×

Submission + - bandarqq (202.95.19.121)

amulos9gcv writes: High level dog fighters are no different than great deal gambling/poker free games. 4) Bear in mind you are playing to win and winning is is feasible. Therefore, Miami are worthy of to win by 3 points or more.

Feed Google News Sci Tech: Bystander in chief: Trump’s hands-off response to Hong Kong fits a pattern - The Washington Post (washingtonpost.com)

Feed Google News Sci Tech: Someone Should Probably Step In and Stop the Economy From Tumbling Into a Recession - Slate (slate.com)

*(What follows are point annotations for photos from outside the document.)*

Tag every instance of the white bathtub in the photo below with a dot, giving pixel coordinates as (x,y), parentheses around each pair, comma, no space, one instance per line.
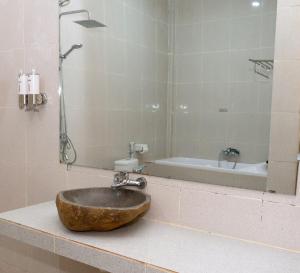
(258,169)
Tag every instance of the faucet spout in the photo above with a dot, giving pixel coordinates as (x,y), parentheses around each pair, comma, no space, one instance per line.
(122,179)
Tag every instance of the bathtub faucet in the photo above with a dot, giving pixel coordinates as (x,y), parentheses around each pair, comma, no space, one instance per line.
(231,154)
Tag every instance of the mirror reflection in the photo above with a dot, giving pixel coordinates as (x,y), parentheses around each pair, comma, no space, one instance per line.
(170,88)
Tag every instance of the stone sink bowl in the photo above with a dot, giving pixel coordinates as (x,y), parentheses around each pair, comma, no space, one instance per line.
(100,209)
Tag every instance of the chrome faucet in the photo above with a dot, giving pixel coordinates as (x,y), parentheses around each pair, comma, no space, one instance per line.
(229,153)
(122,179)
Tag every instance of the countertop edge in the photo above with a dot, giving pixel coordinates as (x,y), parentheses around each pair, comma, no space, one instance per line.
(86,254)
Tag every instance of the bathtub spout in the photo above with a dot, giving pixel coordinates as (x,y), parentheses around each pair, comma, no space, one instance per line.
(229,153)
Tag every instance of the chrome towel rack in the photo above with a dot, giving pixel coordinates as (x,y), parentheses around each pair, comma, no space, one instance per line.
(263,67)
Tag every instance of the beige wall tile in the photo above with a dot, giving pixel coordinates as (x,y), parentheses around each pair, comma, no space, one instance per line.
(284,139)
(12,32)
(13,183)
(287,33)
(44,183)
(282,177)
(165,202)
(11,62)
(286,96)
(288,3)
(40,22)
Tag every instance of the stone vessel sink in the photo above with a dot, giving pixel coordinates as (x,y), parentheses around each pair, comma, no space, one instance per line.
(100,209)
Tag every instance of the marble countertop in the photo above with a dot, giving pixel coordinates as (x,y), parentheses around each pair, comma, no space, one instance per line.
(146,246)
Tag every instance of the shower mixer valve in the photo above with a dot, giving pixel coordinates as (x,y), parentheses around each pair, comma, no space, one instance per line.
(30,96)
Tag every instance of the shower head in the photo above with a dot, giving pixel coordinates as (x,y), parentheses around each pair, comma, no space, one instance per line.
(73,47)
(87,23)
(63,3)
(90,23)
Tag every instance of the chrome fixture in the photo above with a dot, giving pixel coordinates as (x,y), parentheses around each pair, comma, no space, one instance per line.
(68,154)
(230,154)
(263,67)
(63,3)
(139,169)
(76,46)
(122,179)
(88,23)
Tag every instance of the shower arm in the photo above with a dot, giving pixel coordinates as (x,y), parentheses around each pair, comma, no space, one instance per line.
(75,12)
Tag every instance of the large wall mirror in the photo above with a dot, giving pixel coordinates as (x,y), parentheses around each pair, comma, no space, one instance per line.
(171,88)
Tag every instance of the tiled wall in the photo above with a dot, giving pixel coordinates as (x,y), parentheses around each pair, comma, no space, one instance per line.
(219,101)
(116,85)
(284,140)
(30,172)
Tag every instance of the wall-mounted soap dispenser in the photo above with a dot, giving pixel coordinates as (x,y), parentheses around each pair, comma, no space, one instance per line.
(30,96)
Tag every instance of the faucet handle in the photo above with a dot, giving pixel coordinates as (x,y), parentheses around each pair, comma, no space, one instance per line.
(121,176)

Feed Google News Sci Tech: 'We will teach you a lesson': Pakistan PM Khan issues furious threat to India – video - The Guardian (theguardian.com)

Feed Google News Sci Tech: Humans are listening to some of your Skype calls and Cortana interactions - TechRadar (techradar.com)

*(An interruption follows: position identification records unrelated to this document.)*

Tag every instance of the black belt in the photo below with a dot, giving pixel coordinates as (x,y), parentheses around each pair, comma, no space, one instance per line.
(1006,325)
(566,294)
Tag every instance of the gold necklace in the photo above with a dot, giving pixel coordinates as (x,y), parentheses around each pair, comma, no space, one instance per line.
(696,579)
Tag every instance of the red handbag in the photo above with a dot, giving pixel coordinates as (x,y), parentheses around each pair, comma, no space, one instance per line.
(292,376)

Submission + - Today's Leading Fingernail Polishes Which Can Be L (sendspace.com)

Barker44Holden writes: A lot of people think that either you possess splendor or you may not. That's not correct! This article can help you find your beautiful traits. Beauty is far more that simply the exterior visual appeal the individuality must be appealing as well.Utilize Vaseline in your cuticles weekly. This can assist in nail expansion. It will increase their look. You'll observe that the look increases the instant you get it done.To get fuller mouth, work with a bright white eyeshadow with shimmer just over your cupid's bow. The slight shimmer on your own top rated lip can give the appearance of an entire h

Feed Google News Sci Tech: Apple's 2019 iPhones will all come out in September, analyst predicts - CNET (cnet.com)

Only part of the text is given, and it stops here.